On Wed, 4 Sep 2019 at 19:17, Daniel Vetter daniel@ffwll.ch wrote:
On Wed, Sep 4, 2019 at 10:35 AM Feng Tang feng.tang@intel.com wrote:
Hi Daniel,
On Wed, Sep 04, 2019 at 10:11:11AM +0200, Daniel Vetter wrote:
On Wed, Sep 4, 2019 at 8:53 AM Thomas Zimmermann tzimmermann@suse.de wrote:
Hi
Am 04.09.19 um 08:27 schrieb Feng Tang:
Thank you for testing. But don't get too excited, because the patch simulates a bug that was present in the original mgag200 code. A significant number of frames are simply skipped. That is apparently the reason why it's faster.
Thanks for the detailed info, so the original code skips time-consuming work inside atomic context on purpose. Is there any space to optmise it? If 2 scheduled update worker are handled at almost same time, can one be skipped?
To my knowledge, there's only one instance of the worker. Re-scheduling the worker before a previous instance started, will not create a second instance. The worker's instance will complete all pending updates. So in some way, skipping workers already happens.
So I think that the most often fbcon update from atomic context is the blinking cursor. If you disable that one you should be back to the old performance level I think, since just writing to dmesg is from process context, so shouldn't change.
Hmm, then for the old driver, it should also do the most update in non-atomic context?
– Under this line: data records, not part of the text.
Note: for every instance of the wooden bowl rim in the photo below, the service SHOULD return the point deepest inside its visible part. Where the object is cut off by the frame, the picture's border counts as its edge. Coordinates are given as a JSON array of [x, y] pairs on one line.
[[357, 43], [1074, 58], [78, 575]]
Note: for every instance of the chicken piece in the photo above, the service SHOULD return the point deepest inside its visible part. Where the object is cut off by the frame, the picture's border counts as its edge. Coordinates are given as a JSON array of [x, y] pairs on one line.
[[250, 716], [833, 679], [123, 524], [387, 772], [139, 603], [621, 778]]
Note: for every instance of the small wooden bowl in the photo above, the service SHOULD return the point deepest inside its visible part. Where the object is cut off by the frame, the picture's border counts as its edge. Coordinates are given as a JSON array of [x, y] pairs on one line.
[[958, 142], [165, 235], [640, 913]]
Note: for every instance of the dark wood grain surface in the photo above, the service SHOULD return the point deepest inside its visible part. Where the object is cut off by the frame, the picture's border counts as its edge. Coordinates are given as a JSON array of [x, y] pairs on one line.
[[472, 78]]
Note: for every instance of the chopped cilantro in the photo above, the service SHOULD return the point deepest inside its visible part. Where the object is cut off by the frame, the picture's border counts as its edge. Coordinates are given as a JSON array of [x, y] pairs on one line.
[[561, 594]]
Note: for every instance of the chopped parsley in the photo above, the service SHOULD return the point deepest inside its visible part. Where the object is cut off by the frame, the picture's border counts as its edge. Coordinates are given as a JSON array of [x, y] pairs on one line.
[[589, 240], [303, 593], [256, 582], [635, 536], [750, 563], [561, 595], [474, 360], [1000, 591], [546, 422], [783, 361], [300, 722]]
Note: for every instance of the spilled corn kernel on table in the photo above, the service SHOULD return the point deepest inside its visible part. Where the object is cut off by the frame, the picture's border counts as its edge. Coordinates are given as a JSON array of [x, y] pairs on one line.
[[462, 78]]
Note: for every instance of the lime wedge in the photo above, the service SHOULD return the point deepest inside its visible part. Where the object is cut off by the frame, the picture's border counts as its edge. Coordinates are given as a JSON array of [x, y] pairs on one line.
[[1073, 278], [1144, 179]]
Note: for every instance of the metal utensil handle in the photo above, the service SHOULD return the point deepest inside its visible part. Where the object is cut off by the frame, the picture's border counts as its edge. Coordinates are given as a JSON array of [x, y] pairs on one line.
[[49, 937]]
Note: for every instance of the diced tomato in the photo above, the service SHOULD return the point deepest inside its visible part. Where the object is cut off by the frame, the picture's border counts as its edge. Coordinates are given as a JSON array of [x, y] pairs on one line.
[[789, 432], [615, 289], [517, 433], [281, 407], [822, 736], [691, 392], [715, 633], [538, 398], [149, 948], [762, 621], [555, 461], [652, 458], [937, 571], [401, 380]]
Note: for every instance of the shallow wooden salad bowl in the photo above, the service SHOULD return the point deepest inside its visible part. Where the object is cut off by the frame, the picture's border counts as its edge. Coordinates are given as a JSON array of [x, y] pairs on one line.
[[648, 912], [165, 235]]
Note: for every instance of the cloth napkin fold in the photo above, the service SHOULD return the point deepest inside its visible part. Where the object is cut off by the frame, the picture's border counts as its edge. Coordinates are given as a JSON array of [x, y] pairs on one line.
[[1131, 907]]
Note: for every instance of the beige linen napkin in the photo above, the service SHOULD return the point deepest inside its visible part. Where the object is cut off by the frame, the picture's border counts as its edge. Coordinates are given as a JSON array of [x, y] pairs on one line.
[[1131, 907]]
One other thing is, I profiled that updating a 3MB shadow buffer needs 20 ms, which transfer to 150 MB/s bandwidth. Could it be related with the cache setting of DRM shadow buffer? say the orginal code use a cachable buffer?
Hm, that would indicate the write-combining got broken somewhere. This should definitely be faster. Also we shouldn't transfer the hole thing, except when scrolling ...
First rule of fbcon usage, you are always effectively scrolling.
Also these devices might be on a PCIE 1x piece of wet string, not sure if the numbers reflect that.
Dave.